London’s commercial insurance market is still the world’s biggest, but questions remain about its future


The London commercial insurance market is still the biggest in the world, but for how much longer?

In direct commercial insurance, London wrote £30.5bn ($47.7bn) of premium in 2013, making it the largest hub by far, according to a recent report by the London Market Group and Boston Consulting. The report states that London alone writes around 10% of the estimated global total of £307bn.

The US as a whole writes more commercial business (£122bn), but the largest hub is California (£15.3bn) and New York (£10.8bn).

But London’s status as the capital of specialty commercial insurance is under threat. So what is the outlook for the London market, and how will the rise of other insurance hubs affect it?

Partly, the threat facing London comes from other markets copying the factors that once made London unique, such as underwriting and broking expertise, product innovation, secure capital, fair claims payments and a centralised location where insurance firms clustered.

But partly London’s insurance credentials are under threat from the increasing use of data in underwriting, uninsured risks, more globalised insurance firms and the general rise of other hubs, the report went on.

The London insurance market is also at risk from other markets stealing the business that would have historically been destined to be written in London. The London Market Group believes this is the biggest single challenge it faces.

“We estimate, for instance, that between £12bn and £16bn of London premium is at risk of being written in local markets – that is 30% - 40% of our total,” says London Market Group chairman Steve Hearn. “The threats are nuanced, undoubtedly. It is not a straightforward story. But the implications could be stark if we do not react appropriately.”

Coupled to this is the low, and declining, relevance of the London market to emerging markets. The report found that the London market’s share of emerging market business has declined by more than 20% in three years, from 3.2% in 2010 to 2.5% in 2013.

This problem has been a long time coming. London’s status as the preeminent hub for commercial insurance has been under siege for more than 50 years.

Reto Brosi, chief executive, Asia Capital Re says that insurers and reinsurers have been choosing to get physically closer to their customers and risks, and adds: “Different companies and markets have taken a slightly different road, but the general trend is global.”

Other challenges facing London are high expense ratios compared to its peers, the high regulatory burden and the prolonged soft market, the report adds.

So what does the London market need to do about this problem in order to stay relevant in the future?

The London Market Group identifies several solutions. The main one is to meet the demand for new insurance products and avoid the commoditisation occurring in traditional risks.

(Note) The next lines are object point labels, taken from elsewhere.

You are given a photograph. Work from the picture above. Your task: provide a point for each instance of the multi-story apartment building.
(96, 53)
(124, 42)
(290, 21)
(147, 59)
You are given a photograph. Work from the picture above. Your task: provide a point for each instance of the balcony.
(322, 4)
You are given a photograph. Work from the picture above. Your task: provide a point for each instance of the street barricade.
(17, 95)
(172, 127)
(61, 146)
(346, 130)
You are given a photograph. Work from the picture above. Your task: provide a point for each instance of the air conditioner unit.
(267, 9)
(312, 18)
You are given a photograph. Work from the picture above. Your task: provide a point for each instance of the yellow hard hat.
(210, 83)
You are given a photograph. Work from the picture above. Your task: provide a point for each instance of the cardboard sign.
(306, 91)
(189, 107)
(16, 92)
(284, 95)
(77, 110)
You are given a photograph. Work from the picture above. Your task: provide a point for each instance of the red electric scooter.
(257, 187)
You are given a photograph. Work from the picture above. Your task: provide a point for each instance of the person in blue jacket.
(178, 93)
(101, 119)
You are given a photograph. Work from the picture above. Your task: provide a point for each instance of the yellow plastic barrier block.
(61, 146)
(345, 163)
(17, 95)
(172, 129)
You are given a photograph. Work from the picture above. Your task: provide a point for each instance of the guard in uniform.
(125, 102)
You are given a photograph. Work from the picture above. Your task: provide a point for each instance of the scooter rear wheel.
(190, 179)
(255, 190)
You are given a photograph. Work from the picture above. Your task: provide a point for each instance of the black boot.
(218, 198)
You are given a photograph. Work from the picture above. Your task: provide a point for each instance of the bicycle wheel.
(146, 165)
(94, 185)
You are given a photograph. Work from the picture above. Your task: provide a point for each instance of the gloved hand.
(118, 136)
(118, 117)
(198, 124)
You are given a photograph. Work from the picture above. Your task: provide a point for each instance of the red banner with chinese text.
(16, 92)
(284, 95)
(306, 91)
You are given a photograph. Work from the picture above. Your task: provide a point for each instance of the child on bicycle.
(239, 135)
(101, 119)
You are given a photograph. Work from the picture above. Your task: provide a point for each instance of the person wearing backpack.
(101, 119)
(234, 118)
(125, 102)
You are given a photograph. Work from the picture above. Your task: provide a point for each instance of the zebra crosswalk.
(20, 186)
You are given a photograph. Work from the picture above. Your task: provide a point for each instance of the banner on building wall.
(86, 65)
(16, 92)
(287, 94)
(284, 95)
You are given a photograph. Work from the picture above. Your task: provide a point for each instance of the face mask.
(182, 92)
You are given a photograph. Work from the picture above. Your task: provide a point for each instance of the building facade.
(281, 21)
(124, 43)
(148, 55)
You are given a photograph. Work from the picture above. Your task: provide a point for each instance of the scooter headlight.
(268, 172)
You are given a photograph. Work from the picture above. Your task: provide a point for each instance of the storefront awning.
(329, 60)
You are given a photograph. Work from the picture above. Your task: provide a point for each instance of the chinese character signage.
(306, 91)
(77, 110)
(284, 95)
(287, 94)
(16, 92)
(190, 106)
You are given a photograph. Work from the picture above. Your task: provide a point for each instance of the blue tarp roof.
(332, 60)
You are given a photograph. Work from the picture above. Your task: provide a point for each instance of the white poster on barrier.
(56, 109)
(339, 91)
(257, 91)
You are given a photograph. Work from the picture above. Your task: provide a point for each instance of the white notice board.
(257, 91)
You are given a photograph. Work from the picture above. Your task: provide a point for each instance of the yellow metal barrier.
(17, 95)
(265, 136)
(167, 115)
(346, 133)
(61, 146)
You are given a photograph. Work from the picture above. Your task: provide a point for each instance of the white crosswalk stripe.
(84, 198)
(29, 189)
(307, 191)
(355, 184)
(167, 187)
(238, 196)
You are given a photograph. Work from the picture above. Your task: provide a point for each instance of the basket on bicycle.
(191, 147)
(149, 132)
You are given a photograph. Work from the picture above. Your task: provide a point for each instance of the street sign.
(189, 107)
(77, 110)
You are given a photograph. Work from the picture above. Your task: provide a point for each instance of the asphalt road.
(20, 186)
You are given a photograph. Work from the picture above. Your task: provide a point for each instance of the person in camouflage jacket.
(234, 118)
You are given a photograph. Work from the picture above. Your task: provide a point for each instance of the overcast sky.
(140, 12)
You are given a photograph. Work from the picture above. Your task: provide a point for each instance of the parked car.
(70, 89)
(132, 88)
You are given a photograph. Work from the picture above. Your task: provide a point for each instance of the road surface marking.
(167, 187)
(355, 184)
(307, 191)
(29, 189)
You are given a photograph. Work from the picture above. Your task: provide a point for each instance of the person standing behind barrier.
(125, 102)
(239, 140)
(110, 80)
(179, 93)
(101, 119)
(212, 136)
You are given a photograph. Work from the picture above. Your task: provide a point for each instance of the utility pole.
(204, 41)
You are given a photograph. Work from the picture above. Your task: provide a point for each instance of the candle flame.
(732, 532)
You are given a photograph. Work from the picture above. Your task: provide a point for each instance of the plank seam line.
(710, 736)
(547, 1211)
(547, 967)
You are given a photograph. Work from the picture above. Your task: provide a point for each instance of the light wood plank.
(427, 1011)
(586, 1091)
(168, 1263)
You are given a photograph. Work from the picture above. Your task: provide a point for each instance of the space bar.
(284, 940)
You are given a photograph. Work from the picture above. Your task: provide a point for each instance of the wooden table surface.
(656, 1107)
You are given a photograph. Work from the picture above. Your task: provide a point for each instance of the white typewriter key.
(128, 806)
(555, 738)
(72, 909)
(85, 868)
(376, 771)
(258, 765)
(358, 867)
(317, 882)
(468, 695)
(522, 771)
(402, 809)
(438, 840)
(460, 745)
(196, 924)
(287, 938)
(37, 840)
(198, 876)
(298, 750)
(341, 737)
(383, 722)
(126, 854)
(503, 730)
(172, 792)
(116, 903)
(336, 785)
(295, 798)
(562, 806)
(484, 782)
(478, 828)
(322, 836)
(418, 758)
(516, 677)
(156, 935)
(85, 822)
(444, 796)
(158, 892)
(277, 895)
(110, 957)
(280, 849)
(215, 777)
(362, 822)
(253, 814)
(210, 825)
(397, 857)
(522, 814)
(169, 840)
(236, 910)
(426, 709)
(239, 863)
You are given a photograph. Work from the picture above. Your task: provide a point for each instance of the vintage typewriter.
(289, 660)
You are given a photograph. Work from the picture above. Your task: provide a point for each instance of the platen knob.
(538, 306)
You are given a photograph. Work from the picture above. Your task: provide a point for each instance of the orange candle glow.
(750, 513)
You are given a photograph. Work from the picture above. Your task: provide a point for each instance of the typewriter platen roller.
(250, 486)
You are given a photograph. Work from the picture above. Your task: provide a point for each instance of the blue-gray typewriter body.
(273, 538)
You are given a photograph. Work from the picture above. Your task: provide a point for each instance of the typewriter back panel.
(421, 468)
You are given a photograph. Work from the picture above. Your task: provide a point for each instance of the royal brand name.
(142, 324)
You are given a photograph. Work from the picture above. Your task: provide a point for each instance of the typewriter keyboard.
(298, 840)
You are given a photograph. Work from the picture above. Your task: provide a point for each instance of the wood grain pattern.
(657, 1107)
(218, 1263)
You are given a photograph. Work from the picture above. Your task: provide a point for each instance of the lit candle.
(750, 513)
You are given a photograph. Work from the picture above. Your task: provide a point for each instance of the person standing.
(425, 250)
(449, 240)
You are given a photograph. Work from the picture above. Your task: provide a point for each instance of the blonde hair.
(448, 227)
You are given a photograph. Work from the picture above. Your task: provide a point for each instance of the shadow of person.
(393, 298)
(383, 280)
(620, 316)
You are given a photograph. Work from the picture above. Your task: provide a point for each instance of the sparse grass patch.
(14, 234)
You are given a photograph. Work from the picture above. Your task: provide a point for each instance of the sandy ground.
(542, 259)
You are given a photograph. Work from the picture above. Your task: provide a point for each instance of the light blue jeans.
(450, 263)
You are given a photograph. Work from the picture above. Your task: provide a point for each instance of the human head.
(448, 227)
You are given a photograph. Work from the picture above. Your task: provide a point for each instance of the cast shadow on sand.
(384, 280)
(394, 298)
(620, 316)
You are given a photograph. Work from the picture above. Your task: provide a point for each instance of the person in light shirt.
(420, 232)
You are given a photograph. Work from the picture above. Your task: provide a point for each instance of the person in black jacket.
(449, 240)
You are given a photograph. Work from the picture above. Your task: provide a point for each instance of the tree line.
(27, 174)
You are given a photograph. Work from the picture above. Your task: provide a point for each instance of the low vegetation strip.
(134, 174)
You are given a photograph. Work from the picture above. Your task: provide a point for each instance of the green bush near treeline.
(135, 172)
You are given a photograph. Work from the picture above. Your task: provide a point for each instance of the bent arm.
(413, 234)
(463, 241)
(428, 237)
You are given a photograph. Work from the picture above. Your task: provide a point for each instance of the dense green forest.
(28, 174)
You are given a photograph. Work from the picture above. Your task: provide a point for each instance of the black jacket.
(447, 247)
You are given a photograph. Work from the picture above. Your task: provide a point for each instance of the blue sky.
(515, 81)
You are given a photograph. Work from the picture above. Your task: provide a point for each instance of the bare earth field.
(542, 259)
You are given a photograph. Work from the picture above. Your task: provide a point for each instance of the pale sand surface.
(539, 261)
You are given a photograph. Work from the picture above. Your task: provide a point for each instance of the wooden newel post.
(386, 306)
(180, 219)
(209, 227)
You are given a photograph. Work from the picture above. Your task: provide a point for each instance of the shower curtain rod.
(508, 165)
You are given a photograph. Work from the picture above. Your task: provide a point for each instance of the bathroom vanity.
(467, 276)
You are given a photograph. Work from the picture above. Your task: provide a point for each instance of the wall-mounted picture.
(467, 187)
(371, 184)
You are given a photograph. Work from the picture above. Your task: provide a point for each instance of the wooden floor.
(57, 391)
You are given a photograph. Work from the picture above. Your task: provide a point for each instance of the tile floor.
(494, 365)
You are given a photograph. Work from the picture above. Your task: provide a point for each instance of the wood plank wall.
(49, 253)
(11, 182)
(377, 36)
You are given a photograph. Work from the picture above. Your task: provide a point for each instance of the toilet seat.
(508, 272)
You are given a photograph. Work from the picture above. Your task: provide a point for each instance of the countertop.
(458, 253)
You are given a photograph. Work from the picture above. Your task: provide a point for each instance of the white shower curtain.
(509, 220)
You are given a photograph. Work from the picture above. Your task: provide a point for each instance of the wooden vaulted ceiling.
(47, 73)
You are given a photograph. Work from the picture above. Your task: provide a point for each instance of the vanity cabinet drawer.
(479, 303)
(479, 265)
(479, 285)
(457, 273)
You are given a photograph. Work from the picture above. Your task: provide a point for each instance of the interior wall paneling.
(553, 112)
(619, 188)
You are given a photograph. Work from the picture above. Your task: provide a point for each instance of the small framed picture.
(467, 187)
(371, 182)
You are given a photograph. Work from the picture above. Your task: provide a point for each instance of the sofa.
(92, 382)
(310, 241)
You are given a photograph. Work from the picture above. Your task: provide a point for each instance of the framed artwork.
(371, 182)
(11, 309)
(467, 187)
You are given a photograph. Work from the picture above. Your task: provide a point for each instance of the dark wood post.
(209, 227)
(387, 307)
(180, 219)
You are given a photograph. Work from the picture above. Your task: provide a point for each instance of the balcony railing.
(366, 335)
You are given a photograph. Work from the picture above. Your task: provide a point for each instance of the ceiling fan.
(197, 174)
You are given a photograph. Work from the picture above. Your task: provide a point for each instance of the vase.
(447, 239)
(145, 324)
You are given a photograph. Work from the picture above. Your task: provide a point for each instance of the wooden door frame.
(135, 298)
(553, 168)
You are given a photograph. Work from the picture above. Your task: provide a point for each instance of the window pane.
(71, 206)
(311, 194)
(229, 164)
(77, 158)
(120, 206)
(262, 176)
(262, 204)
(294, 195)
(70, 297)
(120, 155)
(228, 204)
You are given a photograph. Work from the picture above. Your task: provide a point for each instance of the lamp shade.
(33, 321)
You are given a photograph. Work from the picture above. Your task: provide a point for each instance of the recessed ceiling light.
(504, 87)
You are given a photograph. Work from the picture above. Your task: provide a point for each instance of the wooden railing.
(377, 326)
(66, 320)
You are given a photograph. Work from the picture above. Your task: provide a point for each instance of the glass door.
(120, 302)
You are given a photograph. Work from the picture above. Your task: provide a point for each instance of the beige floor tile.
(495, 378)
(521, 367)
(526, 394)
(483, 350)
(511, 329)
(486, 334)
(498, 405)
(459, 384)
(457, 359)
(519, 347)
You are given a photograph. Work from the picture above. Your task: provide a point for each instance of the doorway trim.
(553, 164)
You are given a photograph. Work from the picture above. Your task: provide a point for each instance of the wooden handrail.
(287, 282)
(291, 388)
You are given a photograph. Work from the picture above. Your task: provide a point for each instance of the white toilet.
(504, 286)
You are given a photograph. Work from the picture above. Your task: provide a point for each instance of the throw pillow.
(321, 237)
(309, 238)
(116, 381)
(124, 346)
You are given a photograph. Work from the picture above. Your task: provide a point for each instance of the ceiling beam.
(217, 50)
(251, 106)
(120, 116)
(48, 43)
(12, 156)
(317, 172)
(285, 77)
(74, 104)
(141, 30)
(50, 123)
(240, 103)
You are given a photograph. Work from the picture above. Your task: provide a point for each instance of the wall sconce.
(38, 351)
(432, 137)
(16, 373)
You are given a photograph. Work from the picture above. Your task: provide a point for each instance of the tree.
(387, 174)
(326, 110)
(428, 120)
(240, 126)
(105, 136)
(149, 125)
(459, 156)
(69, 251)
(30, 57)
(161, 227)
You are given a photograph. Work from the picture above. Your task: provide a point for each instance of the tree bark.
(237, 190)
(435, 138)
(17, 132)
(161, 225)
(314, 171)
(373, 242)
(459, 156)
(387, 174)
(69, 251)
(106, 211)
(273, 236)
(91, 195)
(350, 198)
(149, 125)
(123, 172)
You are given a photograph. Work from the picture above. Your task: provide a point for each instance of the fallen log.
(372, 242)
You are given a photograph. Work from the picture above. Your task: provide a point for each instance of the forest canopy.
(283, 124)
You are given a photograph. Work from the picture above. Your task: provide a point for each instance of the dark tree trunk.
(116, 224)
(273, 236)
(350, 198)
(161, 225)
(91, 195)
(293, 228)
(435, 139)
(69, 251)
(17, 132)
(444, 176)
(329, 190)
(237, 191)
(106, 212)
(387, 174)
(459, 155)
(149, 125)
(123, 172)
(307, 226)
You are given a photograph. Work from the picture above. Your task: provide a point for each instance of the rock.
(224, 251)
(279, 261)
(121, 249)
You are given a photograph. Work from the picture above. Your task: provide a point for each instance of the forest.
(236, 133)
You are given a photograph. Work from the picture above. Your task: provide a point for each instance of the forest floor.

Other solutions are to make better use of analytics in underwriting to do a better job and give better value, crack emerging and high-growth markets, embrace alternative capital and slash the cost of doing business through infrastructure investment and shared services.

In short, the London Market Group is saying the London insurance market desperately needs to change. One obvious problem with that is the market’s historical entrenchment and resistance to change.

“The problem that London has in competing with other markets such as Dubai is that it has shown a resistance to change for sociological and historical reasons,” said one London market veteran. “Other markets don’t have 300 years of ‘doing it this way’.”

The London market might have a resistance to change, but it has still been trying hard. Initiatives such as the widespread adoption of back-office Ruschlikon software have shown that market players can change, work together and embrace the right technology for the good of the market.

The use of shared services in particular could give the London market a boost, agrees Ebix Europe vice president Jeff Ward, but only if such technology gets complete market support.

“The sort of technology that can give advantages is the sort that everyone has to use before the market gets a significant advantage,” he says. “The market cannot, under any circumstances, afford to march at the pace of the slowest man.”

So what will the future hold for London and the world’s other commercial insurance hubs? Brosi believes there is room for everyone.

“We see the risk landscape evolving globally,” he says. “In mature markets, we see more demand for insuring intangible assets such as services and promises.

“I think there will be plenty of room and opportunity for existing hubs and centres. But new hubs can also evolve to the emerging risk landscape.”

Meanwhile, Hearn is clear that London’s problems require the attention of the whole market to fix.

“The lessons this exercise has provided are not something that the fifteen or so people sat round the LMG table can dictate a response to,” he says. “These are conundrums we need a wider market debate to resolve.”

It seems that the London market is not doomed yet, and it has a bright future if it can work out how to secure its future relevance alongside the world’s other insurance centres. If the London Market Group’s recent report is anything to go by, the market’s challenges are also its potential opportunities.